Career and education disruptions take toll on youths
Every second youth in 112 countries, including India, has been possibly subjected to anxiety and stress while one in six youths has probably been affected by depression because of an uncertain career and disruptions in education, a new global survey has found.
The Global Survey on Youth and Covid-19 conducted by the International Labour Organisation (ILO) and partners covered 12,000 youths in the age group of 20-29 years between April and May this year when the pandemic had perpetrated an economic crisis.
The online survey asked the respondents about employment, education, mental well-being, rights and social activism. It found that one in six young people who were employed before the outbreak had lost their job. The working hours among employed youths had fallen by nearly a quarter, which is about two hours a day.
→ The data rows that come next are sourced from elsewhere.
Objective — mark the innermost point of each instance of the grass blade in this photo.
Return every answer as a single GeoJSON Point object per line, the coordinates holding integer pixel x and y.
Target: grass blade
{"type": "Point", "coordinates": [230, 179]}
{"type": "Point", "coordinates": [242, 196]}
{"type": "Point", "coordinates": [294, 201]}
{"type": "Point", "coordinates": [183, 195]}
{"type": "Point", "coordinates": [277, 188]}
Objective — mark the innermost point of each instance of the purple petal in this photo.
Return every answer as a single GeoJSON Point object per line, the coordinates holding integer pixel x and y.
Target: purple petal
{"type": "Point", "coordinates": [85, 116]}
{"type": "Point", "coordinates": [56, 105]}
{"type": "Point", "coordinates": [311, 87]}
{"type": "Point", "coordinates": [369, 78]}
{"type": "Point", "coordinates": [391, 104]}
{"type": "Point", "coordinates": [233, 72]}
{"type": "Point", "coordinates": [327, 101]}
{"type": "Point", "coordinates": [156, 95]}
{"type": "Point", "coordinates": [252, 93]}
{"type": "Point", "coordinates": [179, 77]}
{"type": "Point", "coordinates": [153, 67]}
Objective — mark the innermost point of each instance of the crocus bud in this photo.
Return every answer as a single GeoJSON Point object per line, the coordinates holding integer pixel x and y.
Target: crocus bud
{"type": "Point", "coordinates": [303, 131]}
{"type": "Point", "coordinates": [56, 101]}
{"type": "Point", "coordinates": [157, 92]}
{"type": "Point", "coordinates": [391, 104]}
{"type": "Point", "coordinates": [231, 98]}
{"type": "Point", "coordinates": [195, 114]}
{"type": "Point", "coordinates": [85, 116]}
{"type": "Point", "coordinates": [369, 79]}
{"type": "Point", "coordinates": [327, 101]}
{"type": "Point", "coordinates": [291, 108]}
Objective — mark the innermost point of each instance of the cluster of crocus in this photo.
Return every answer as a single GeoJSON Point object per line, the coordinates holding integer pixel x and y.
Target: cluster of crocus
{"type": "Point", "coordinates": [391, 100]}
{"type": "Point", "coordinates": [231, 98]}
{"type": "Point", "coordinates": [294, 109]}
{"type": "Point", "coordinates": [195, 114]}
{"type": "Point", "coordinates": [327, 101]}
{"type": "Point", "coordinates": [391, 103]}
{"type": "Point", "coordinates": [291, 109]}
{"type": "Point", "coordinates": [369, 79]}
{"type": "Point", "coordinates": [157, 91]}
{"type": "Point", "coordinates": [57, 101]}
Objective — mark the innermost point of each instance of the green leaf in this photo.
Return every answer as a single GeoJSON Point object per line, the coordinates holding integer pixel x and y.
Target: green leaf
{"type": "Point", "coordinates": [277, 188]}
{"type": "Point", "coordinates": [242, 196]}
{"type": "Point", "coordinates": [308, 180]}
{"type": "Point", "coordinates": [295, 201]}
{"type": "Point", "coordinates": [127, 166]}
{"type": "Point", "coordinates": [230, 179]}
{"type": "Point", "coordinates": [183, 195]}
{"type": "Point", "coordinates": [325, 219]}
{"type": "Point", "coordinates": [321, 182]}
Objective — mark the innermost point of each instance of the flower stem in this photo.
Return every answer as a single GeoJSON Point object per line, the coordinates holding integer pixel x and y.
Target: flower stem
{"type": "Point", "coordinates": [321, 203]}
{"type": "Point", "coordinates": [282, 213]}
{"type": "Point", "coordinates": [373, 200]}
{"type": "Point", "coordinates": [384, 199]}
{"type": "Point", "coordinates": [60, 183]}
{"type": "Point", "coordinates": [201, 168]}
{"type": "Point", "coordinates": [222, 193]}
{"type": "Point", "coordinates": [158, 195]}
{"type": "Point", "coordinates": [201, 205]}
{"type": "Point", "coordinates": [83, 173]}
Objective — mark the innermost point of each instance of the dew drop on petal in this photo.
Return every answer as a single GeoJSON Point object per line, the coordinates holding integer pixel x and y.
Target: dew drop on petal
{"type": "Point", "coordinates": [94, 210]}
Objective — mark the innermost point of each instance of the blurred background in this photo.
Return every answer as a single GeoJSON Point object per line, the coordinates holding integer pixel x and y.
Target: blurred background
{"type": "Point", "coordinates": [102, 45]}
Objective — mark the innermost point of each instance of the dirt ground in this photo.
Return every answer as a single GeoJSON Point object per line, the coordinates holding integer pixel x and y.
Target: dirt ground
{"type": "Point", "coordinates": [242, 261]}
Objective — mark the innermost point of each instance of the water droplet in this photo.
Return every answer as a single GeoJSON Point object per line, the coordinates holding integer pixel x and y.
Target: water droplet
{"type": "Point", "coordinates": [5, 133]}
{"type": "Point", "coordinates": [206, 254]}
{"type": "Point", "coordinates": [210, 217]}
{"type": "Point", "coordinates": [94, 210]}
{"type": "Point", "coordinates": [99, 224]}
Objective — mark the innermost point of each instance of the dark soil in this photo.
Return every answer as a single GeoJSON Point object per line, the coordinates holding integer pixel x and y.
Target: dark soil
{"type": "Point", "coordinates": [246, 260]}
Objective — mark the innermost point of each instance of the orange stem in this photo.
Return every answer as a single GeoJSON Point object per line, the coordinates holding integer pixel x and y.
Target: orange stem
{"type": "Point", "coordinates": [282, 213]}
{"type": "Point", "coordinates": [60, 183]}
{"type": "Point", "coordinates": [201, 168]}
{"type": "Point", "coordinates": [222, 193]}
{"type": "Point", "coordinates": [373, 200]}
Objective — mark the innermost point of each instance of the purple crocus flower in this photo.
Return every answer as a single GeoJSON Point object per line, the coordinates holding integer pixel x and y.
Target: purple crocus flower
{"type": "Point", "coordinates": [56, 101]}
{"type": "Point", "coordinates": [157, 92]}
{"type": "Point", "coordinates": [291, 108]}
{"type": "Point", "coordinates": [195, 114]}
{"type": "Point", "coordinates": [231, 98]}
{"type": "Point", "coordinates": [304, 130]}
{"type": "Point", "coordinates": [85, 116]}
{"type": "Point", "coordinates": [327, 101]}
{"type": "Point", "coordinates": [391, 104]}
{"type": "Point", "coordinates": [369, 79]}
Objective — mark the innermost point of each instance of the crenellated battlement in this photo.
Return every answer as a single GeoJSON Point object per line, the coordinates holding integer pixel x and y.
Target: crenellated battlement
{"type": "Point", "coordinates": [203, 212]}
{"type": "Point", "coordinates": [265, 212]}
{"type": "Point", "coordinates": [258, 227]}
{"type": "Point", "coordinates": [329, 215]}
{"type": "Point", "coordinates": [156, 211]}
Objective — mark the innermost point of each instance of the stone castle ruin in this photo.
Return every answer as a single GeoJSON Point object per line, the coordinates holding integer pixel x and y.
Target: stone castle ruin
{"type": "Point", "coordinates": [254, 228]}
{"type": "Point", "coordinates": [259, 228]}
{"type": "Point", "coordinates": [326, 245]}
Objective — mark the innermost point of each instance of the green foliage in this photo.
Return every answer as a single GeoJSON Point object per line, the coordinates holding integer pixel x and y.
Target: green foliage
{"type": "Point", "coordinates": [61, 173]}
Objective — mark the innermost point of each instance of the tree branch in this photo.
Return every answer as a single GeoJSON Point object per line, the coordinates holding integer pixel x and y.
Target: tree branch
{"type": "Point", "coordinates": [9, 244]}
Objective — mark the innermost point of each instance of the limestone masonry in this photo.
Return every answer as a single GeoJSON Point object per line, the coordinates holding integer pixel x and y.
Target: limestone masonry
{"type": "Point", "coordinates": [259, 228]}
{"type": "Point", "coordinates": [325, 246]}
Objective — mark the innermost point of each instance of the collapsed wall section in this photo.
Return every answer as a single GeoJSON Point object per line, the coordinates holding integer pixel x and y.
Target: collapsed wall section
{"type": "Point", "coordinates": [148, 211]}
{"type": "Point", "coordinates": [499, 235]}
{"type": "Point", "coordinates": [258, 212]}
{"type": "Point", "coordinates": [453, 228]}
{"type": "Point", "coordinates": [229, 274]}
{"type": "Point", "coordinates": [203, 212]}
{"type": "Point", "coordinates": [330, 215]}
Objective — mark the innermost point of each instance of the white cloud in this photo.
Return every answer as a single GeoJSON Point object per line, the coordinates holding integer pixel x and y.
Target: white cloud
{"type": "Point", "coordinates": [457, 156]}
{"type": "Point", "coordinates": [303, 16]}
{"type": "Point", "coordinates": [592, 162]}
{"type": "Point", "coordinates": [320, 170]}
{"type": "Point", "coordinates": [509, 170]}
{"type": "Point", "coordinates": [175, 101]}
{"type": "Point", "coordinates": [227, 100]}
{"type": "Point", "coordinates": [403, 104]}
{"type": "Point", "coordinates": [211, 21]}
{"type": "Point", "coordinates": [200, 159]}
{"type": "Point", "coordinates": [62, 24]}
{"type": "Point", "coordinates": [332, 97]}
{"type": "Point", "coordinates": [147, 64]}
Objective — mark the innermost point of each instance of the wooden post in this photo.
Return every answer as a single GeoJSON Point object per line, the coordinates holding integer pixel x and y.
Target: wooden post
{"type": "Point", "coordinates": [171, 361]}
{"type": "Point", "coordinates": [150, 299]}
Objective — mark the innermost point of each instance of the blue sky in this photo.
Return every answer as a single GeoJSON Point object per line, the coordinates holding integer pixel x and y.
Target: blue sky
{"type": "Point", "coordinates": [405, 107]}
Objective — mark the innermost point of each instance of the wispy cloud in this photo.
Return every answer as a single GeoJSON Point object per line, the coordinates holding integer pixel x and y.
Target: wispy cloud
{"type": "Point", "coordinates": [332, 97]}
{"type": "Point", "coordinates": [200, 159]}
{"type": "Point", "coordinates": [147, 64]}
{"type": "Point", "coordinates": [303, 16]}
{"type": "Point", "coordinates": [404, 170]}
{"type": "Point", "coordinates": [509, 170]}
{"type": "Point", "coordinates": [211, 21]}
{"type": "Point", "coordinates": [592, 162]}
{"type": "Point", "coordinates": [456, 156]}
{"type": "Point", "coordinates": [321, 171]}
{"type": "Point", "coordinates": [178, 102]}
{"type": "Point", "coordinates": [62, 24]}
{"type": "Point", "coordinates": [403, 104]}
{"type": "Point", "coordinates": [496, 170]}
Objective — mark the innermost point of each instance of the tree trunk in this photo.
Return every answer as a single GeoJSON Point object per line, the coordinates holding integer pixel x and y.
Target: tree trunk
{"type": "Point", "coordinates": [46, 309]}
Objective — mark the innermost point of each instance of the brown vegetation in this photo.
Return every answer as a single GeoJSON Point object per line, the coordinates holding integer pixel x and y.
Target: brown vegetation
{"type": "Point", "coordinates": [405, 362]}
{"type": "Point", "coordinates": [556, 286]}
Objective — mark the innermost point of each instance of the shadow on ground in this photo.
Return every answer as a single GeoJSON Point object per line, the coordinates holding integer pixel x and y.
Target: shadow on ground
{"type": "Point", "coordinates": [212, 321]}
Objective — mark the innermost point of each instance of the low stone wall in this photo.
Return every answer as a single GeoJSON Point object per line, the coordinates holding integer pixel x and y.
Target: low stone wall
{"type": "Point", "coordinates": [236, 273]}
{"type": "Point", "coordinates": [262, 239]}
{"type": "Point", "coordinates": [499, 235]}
Two out of five young people, 42 per cent, reported a reduction in their income.
The findings of the survey released last week suggested over 70 per cent of the respondents who were either studying or combining study and work had been adversely affected by the closing of educational institutions. About 65 per cent of the respondents reported to have learnt less since the onset of the pandemic because of the deep digital divide.
Severe disruptions to learning and working, compounded by the health crisis, have led to a deterioration in young people’s mental well-being, the survey found. One in two young people are possibly suffering from anxiety or stress, of which 17 per cent have probably been affected by depression.
“Thirty-eight per cent of young people, globally, are uncertain about their future career prospects and 16 per cent fearful,” the survey said.
The report underlined the importance of safeguarding the mental well-being of youths through mental health services and psychosocial support.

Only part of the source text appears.